I told Jan I can listen to her whenever she wants to talk. I told her even if it’s during school and she doesn’t want to come to class, she just needs to find me and tell me she wants to talk—and I’ll come outside and listen. But I also tell her that her chief concern, about what to do with the baby, is up to her. I can’t tell her what to do. Nobody can. It’s a decision she must make.

“I don’t want my baby to have the life I had,” she says between her heavy, distressed breathing and crying. “I don’t want my baby to struggle. I don’t want my baby to struggle. I don’t want my baby to live like I have.”

At times, it’s so hard not being able to steer people in certain directions. I know what I’d recommend, but I say nothing. I tell her it’s a decision she must make, but whatever she decides I’ll support. I tell her Mama Jane can help her—that everyone at school can help her, can stand by her, but that nobody can make that decision for her.
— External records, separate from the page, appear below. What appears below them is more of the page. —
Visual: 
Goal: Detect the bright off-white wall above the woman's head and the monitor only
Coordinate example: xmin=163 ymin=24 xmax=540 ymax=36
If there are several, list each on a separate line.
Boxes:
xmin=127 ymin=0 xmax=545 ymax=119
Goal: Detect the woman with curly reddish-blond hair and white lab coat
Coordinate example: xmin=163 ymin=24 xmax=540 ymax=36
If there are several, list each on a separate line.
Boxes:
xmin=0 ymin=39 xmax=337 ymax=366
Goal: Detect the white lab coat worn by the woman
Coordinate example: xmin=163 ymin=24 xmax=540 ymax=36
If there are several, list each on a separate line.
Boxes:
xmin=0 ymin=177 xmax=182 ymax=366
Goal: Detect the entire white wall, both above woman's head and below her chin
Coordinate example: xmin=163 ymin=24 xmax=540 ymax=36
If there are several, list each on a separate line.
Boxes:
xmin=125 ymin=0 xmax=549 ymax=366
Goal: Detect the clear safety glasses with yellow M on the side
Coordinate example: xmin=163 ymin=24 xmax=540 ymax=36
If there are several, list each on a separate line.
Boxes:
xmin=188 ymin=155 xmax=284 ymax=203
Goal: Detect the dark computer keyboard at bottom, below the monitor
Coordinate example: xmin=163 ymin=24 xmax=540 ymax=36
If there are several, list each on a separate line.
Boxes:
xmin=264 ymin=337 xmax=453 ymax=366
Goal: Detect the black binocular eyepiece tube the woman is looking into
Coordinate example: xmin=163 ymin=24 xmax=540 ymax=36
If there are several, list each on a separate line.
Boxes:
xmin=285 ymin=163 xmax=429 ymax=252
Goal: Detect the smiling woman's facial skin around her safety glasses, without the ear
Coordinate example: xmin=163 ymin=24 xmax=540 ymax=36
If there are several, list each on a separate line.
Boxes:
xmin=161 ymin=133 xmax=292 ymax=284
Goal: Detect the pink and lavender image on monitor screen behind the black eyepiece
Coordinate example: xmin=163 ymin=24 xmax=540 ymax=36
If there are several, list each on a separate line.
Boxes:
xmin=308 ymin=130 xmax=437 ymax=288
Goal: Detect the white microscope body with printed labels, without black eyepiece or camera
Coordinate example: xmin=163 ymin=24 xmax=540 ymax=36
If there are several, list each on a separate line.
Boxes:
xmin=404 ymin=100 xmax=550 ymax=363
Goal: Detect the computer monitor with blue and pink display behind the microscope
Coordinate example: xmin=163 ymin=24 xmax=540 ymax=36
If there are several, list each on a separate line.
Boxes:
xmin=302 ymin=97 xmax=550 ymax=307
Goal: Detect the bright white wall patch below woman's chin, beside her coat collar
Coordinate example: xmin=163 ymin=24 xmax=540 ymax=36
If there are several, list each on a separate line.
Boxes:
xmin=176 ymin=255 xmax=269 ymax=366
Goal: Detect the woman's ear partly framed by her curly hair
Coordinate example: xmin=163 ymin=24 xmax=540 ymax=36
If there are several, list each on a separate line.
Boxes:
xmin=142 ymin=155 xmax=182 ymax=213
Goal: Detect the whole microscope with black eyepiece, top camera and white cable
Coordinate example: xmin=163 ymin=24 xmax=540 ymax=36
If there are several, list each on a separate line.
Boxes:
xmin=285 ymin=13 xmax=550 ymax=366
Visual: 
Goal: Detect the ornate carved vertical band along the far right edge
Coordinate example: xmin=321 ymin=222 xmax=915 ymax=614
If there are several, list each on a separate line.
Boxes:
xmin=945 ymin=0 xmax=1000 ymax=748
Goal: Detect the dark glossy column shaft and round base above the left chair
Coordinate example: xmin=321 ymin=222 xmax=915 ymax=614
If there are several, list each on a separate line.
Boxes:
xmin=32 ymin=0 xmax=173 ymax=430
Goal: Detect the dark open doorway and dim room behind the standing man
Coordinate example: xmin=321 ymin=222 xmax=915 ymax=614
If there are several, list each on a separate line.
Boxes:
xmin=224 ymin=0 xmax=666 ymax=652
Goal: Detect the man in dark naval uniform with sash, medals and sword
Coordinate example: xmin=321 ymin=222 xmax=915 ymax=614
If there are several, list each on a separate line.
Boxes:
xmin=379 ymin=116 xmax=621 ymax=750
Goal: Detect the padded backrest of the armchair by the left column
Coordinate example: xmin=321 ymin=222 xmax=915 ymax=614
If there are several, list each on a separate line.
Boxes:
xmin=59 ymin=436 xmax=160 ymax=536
I wish I could make that decision for her. I hope she opts to give her child up for adoption. I hope she carries a healthy child to term, has the child, and gives it to a family who has the means to care properly for the child. I think adoption is the best option. But I can’t tell her that.

It feels almost like she’s taking a test—and I can’t give her any clues. Only this test won’t result in her getting an “A” or a “B.” The choice she makes will profoundly shape the existence of two people: hers and her unborn baby.

I wish I could tell her what I thought. But I can’t—and I don’t.

She, like so many other kids at Amasango, finds herself at the age of 15, at a crossroads. She can keep the child, and, likely drop out of school, get a job, but getting a legal, well paying job is hard for somebody in South Africa who hasn’t even finished grade seven. She’ll struggle through life like her parents. She’ll turn to drugs and alcohol to try and drown her problems. She’ll have a long line of abusive boyfriends who come from backgrounds like hers. She’ll get beaten by a couple of those boyfriends, likely in front of the child so the child will also learn it’s okay to beat people when you’re angry. The boyfriends she confides in will beat her until the physical scars she bears are nothing compared to what life has done to her inside: broken her spirit.

But it doesn’t have to be like that. It doesn’t have to.

She can give the kid up and give the kid a chance—and give herself a second chance.

I really believe she can do anything she puts her mind to.

But she needs to make this choice—and the choice is hers.